Memory barrier

Mon Sep 7 19:55:34 UTC 2015

> > Case 1:
> >    bus_write_1(region_0, ...);
> >    /* barrier here */
> >    DELAY(some_time);
> >
> > Case 2:
> >    bus_write_1(region_0, ...);
> >    /* barrier here */
> >    bus_write_1(region_2, ...);
> >
> > In the first one, I want the write to reach the device before the thread busy-waits.
> >
> > In the second one, I want the write to a device (e.g. power management) to
> >  complete before the write to another starts/completes.
> 
> I believe that the bus_write semantic includes the required serialization.
> E.g., on x86 all CPU write buffers are flushed before the write instruction
> is declared completed, because this is the semantic of the uncacheable
> memory.  For powerpc, the system automatically inserts powerpc_iomb() after
> the write, which is full sync.  I am not aware of other architectures.

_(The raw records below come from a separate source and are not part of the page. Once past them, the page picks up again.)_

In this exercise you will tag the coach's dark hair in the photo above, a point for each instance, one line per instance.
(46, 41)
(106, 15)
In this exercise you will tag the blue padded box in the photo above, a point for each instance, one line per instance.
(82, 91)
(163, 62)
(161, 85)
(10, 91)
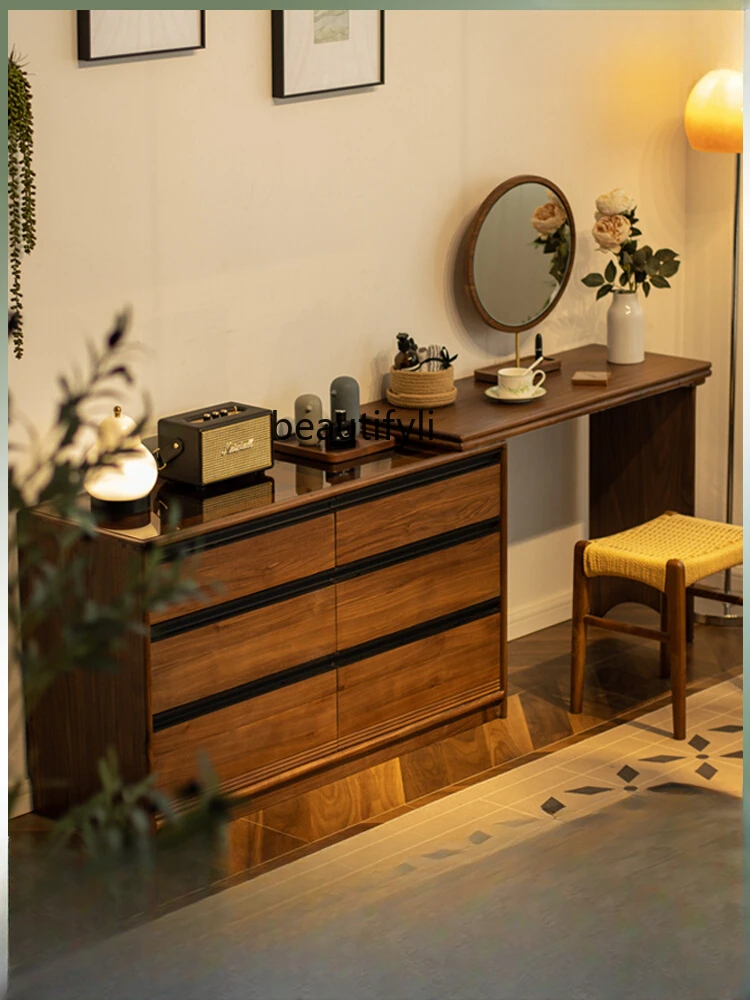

I've found the implementation of the bus_space_barrier for the ARM architecture (the one in which I'm interested):

   generic_bs_barrier(bus_space_tag_t t, bus_space_handle_t bsh, bus_size_t offset,
       bus_size_t len, int flags)
   {

           /*
            * dsb() will drain the L1 write buffer and establish a memory access
            * barrier point on platforms where that has meaning.  On a write we
            * also need to drain the L2 write buffer, because most on-chip memory
            * mapped devices are downstream of the L2 cache.  Note that this needs
            * to be done even for memory mapped as Device type, because while
            * Device memory is not cached, writes to it are still buffered.
            */
           dsb();
           if (flags & BUS_SPACE_BARRIER_WRITE) {
                   cpu_l2cache_drain_writebuf();
           }
   }

The ARM architecture specifies two _data_ barrier instructions: DMB and DSB. The first synchronizes memory accesses, and the second synchronizes both memory accesses and instruction execution. So, DSB is the answer to Case 1, and DMB or DSB is the answer to Case 2.

The implementation above brings something of which I was not aware: it also drains the L2 write buffer. Older implementations of the "PL310 Store Buffer did not have any automatic draining mechanism." (ARM CoreLink Level 2 Cache Controller (L2C-310 or PL310), r3 releases, Software Developers Errata Notice.) In newer implementations, the writes to device memory are "Put in store buffer, not merged, immediately drained to L3." (CoreLink Level 2 Cache Controller L2C-310 Technical Reference Manual	Revision: r3p3.)

Leonardo